Abortion Within and Beyond Medico-Legal Frameworks

deadline for submissions: 
September 1, 2025
full name / name of organization: 
Dr Zoe L. Tongue / University of Leeds
contact email: 

The World Health Organisation (2022) states that universal access to sexual and reproductive healthcare, including abortion, ‘is central to both individual and community health, as well as the realization of human rights.’ International human rights bodies such as the Committee on Economic, Social, and Cultural Rights and the Committee on the Elimination of Discrimination Against Women therefore recommend that governments decriminalise abortion and provide safe, timely, and legal access to services. The legalisation and provision of safe, evidence-based abortion services is important not only for avoiding unsafe abortion-related mortality, but for substantive, intersectional gender equality and the protection of many other rights.

However, there are significant global disparities in access to abortion within these medico-legal frameworks due to legal, political, economic, historical, social, cultural, and medical factors. In many of these contexts, grassroots networks facilitate travel for legal abortions or self-managed abortion through the provision of abortion pills and information on their safe us. Pizzarossa and Nandagiri (2021) have highlighted the ‘constellation of actors’ involved in self-managed abortion, such as hotlines, feminist networks, accompaniment groups, doulas, pharmacists, or other community health workers. Some scholars have argued that self-managed abortion is not merely necessary to work around restrictive abortion regimes, but that this transgressive and feminist form of abortion care offers a preferable alternative to the medico-legal system (Yanow, Pizzarossa, and Jelinska 2021; Assis and Erdman 2021).

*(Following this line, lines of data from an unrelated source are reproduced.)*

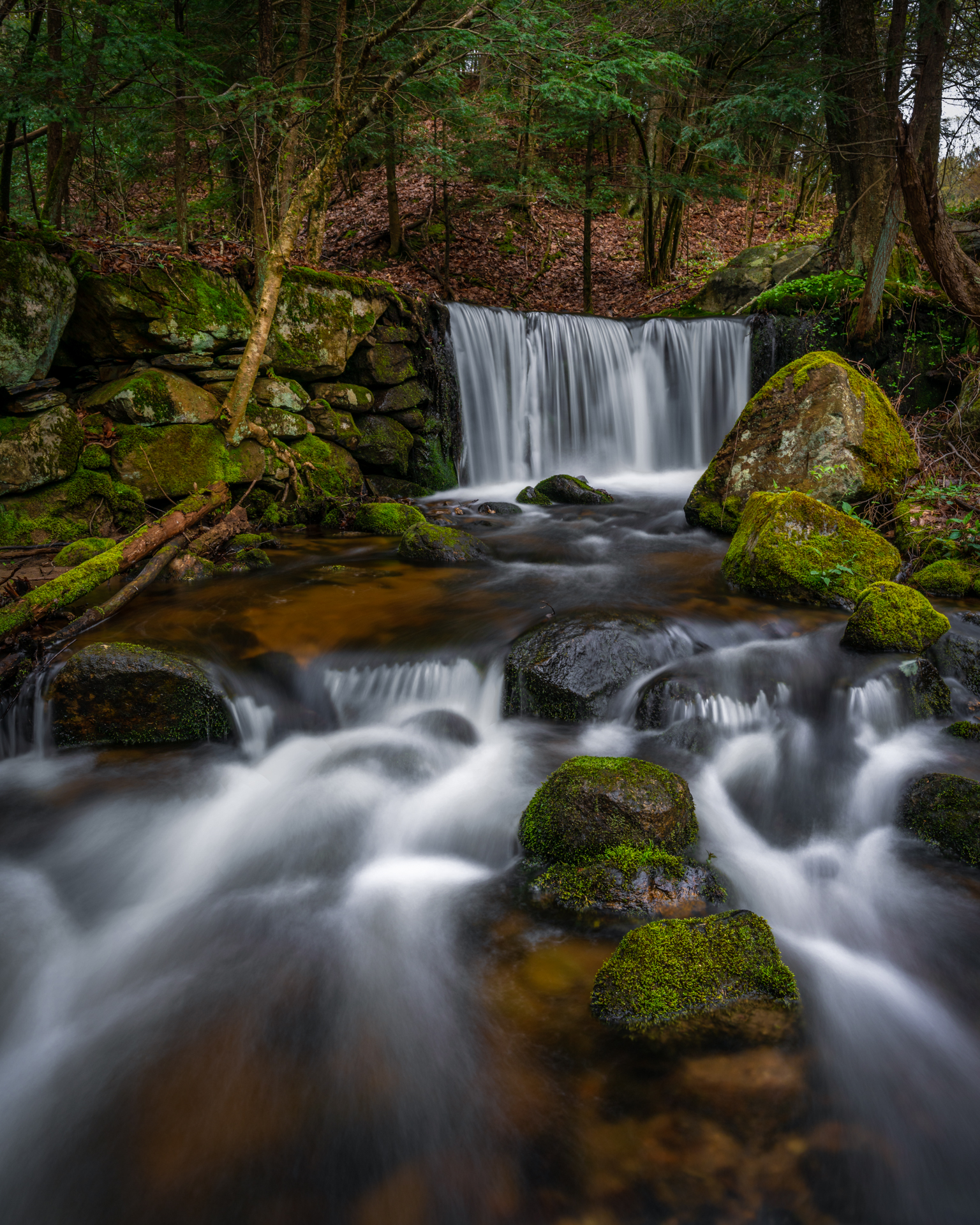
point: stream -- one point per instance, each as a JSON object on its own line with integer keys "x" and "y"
{"x": 292, "y": 980}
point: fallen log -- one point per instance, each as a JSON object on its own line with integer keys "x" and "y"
{"x": 81, "y": 580}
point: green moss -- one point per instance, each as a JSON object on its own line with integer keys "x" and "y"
{"x": 671, "y": 969}
{"x": 889, "y": 616}
{"x": 789, "y": 547}
{"x": 387, "y": 519}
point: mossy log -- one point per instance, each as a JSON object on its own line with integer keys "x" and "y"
{"x": 81, "y": 580}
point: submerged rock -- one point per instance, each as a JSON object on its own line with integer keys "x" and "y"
{"x": 592, "y": 805}
{"x": 570, "y": 668}
{"x": 819, "y": 427}
{"x": 889, "y": 616}
{"x": 429, "y": 546}
{"x": 945, "y": 810}
{"x": 122, "y": 694}
{"x": 789, "y": 547}
{"x": 718, "y": 978}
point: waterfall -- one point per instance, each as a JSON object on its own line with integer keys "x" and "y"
{"x": 544, "y": 394}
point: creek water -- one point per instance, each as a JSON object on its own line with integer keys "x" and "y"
{"x": 291, "y": 979}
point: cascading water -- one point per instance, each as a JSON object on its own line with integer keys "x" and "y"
{"x": 546, "y": 394}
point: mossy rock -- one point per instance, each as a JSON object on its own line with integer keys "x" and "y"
{"x": 891, "y": 616}
{"x": 819, "y": 427}
{"x": 571, "y": 490}
{"x": 122, "y": 694}
{"x": 591, "y": 805}
{"x": 178, "y": 308}
{"x": 945, "y": 810}
{"x": 38, "y": 450}
{"x": 669, "y": 972}
{"x": 571, "y": 667}
{"x": 789, "y": 547}
{"x": 153, "y": 397}
{"x": 81, "y": 551}
{"x": 949, "y": 577}
{"x": 386, "y": 519}
{"x": 37, "y": 295}
{"x": 424, "y": 544}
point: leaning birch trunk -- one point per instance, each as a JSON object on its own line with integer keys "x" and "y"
{"x": 81, "y": 580}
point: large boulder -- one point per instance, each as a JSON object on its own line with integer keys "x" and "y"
{"x": 699, "y": 979}
{"x": 429, "y": 546}
{"x": 38, "y": 450}
{"x": 383, "y": 443}
{"x": 817, "y": 427}
{"x": 320, "y": 320}
{"x": 122, "y": 694}
{"x": 889, "y": 616}
{"x": 751, "y": 272}
{"x": 592, "y": 805}
{"x": 153, "y": 397}
{"x": 791, "y": 547}
{"x": 945, "y": 810}
{"x": 37, "y": 295}
{"x": 181, "y": 306}
{"x": 571, "y": 667}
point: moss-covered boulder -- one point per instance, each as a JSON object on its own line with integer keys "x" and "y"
{"x": 429, "y": 546}
{"x": 945, "y": 810}
{"x": 695, "y": 977}
{"x": 38, "y": 450}
{"x": 789, "y": 547}
{"x": 81, "y": 551}
{"x": 122, "y": 694}
{"x": 951, "y": 577}
{"x": 591, "y": 805}
{"x": 178, "y": 308}
{"x": 571, "y": 490}
{"x": 70, "y": 510}
{"x": 153, "y": 397}
{"x": 819, "y": 427}
{"x": 571, "y": 667}
{"x": 320, "y": 320}
{"x": 891, "y": 616}
{"x": 386, "y": 519}
{"x": 37, "y": 295}
{"x": 383, "y": 443}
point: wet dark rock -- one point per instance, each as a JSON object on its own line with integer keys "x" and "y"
{"x": 445, "y": 725}
{"x": 122, "y": 694}
{"x": 593, "y": 805}
{"x": 568, "y": 668}
{"x": 716, "y": 979}
{"x": 429, "y": 546}
{"x": 945, "y": 810}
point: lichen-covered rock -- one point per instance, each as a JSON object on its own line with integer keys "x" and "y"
{"x": 789, "y": 547}
{"x": 153, "y": 397}
{"x": 891, "y": 616}
{"x": 81, "y": 551}
{"x": 674, "y": 972}
{"x": 383, "y": 443}
{"x": 945, "y": 810}
{"x": 386, "y": 519}
{"x": 591, "y": 805}
{"x": 70, "y": 510}
{"x": 122, "y": 694}
{"x": 38, "y": 450}
{"x": 571, "y": 490}
{"x": 819, "y": 427}
{"x": 570, "y": 668}
{"x": 949, "y": 577}
{"x": 37, "y": 295}
{"x": 320, "y": 320}
{"x": 429, "y": 546}
{"x": 181, "y": 306}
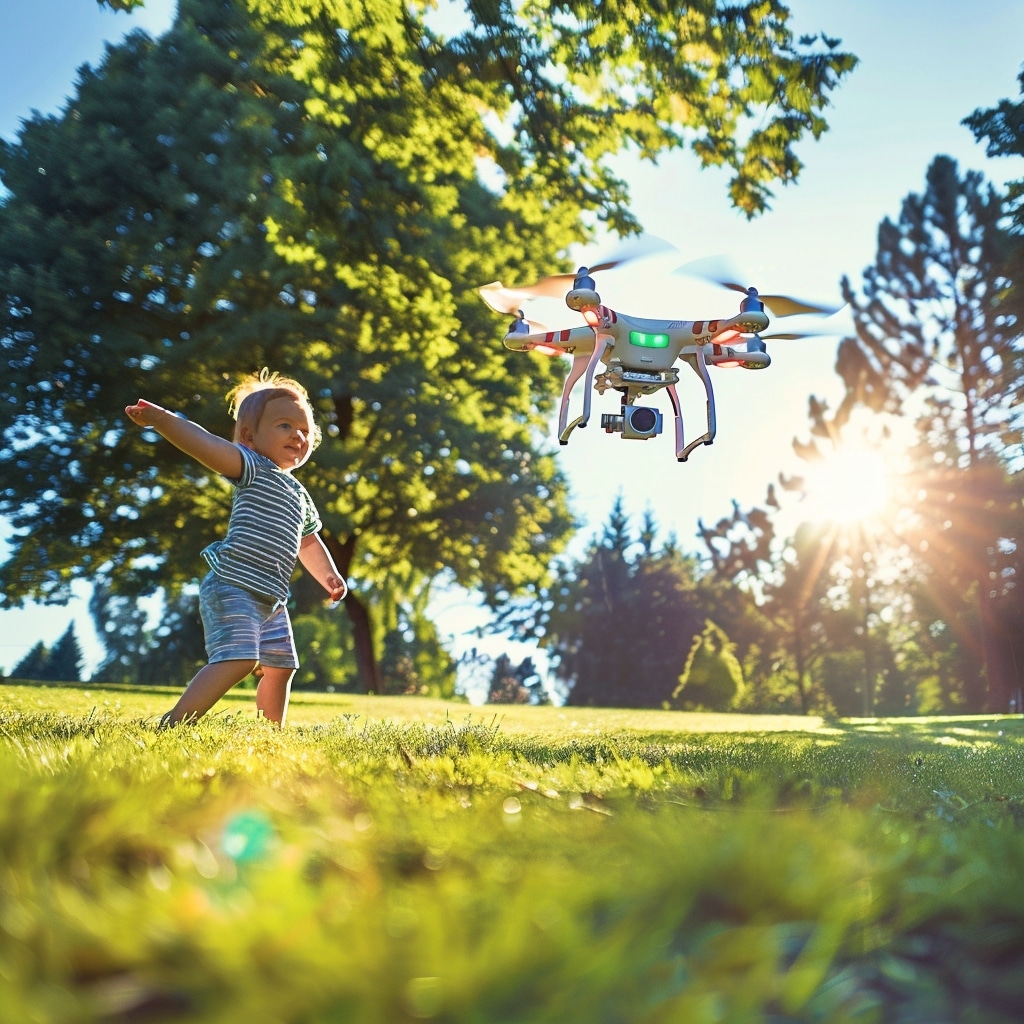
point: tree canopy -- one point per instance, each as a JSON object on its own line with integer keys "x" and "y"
{"x": 318, "y": 187}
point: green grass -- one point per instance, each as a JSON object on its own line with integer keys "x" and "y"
{"x": 400, "y": 859}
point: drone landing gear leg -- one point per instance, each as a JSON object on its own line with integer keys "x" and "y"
{"x": 700, "y": 369}
{"x": 581, "y": 366}
{"x": 677, "y": 410}
{"x": 577, "y": 371}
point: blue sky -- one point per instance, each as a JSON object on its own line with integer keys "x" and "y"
{"x": 925, "y": 66}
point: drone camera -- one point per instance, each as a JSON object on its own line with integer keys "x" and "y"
{"x": 634, "y": 423}
{"x": 641, "y": 422}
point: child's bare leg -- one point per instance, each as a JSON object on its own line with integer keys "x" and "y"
{"x": 207, "y": 687}
{"x": 272, "y": 692}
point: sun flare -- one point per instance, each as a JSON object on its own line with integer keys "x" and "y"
{"x": 848, "y": 486}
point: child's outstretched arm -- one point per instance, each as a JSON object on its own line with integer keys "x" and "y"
{"x": 213, "y": 452}
{"x": 317, "y": 562}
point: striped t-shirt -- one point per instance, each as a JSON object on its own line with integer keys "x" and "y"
{"x": 270, "y": 514}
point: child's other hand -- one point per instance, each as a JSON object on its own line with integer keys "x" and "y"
{"x": 141, "y": 412}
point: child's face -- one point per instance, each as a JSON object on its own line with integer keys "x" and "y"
{"x": 284, "y": 433}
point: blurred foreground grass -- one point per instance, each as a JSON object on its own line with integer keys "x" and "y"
{"x": 395, "y": 859}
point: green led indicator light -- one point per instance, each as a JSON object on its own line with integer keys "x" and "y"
{"x": 648, "y": 340}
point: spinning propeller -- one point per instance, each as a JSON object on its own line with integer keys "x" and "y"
{"x": 720, "y": 270}
{"x": 508, "y": 300}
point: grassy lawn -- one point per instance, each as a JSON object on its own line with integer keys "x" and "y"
{"x": 389, "y": 859}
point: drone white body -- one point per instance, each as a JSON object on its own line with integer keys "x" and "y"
{"x": 639, "y": 354}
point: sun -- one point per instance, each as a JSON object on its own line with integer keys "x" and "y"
{"x": 848, "y": 486}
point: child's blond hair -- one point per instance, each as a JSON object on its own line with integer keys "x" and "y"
{"x": 246, "y": 401}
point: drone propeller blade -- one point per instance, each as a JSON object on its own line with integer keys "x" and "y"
{"x": 721, "y": 270}
{"x": 555, "y": 286}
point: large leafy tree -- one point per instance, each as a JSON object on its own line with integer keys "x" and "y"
{"x": 936, "y": 341}
{"x": 301, "y": 184}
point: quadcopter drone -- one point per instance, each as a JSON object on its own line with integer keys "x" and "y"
{"x": 639, "y": 353}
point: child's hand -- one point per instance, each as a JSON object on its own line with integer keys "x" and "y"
{"x": 336, "y": 587}
{"x": 140, "y": 413}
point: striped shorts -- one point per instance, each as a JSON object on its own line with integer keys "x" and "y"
{"x": 240, "y": 626}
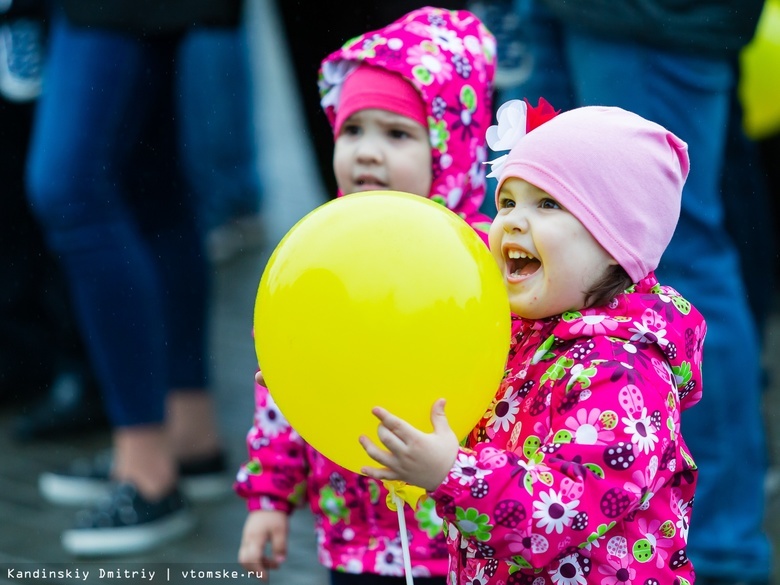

This has led to calls for the de-prioritisation of legal frameworks and the de-medicalisation of abortion, but in contexts where the harmful effects of restrictive abortion policies are felt in terms of maternal mortality and healthcare inequalities (see Suh 2021), the provision of abortion through health services remains a priority. This edited collection aims to grapple with these tensions and amplify voices that explore the profound global and intersectional inequalities in access to abortion.

 

I invite proposals for chapters to be included in an edited collection exploring these issues from interdisciplinary perspective, including theoretical or empirical work from any relevant discipline. I particularly encourage submissions from scholars working on abortion access within the Global South(s).

 

Proposals may be on the following themes (thought this is not an exhaustive list):

  • Self-managed abortion networks, activism, or practices;
  • International guidelines on abortion care provision;
  • Abortion funds (and other networks aiding legal abortion);
  • Abortion doulas;
  • Telemedical abortion;
  • Abortion experiences within or outside of healthcare facilities;
  • Reproductive Justice perspectives on the above;
  • Politics, policies, and reproductive governance;
  • Reproductive/obstetric violence in the abortion context;
  • Law and the criminal regulation of (self-managed) abortion;
  • Human rights perspectives or practices;
  • Access to post-abortion care;
  • Access to later (second and third trimester) abortions;
  • Healthcare provider training/education on abortion;
  • De-medicalisation.
  • Reflections on any of the above from specific country or regional contexts, particularly within the Global South(s).

 

In addition to traditional academic formats, proposals for creative pieces are also welcome – such as artwork, photography, personal reflections, brief commentaries, and short fiction.

 

Submission Guidelines:

  • Academic Chapters: send a provisional title, abstract (max. 300 words), and biography (max. 150 words) to Z.Tongue@leeds.ac.uk by 1 September 2025.
  • Creative Pieces: send a pitch (max. 300 words) or a description/example of your visual work, and a biography (max. 150 words) Z.Tongue@leeds.ac.uk by 1 September 2025.
  • Responses by 1 November 2025.
  • If your proposal is accepted, manuscripts (maximum 6000 words) and creative pieces will be due in Spring 2026.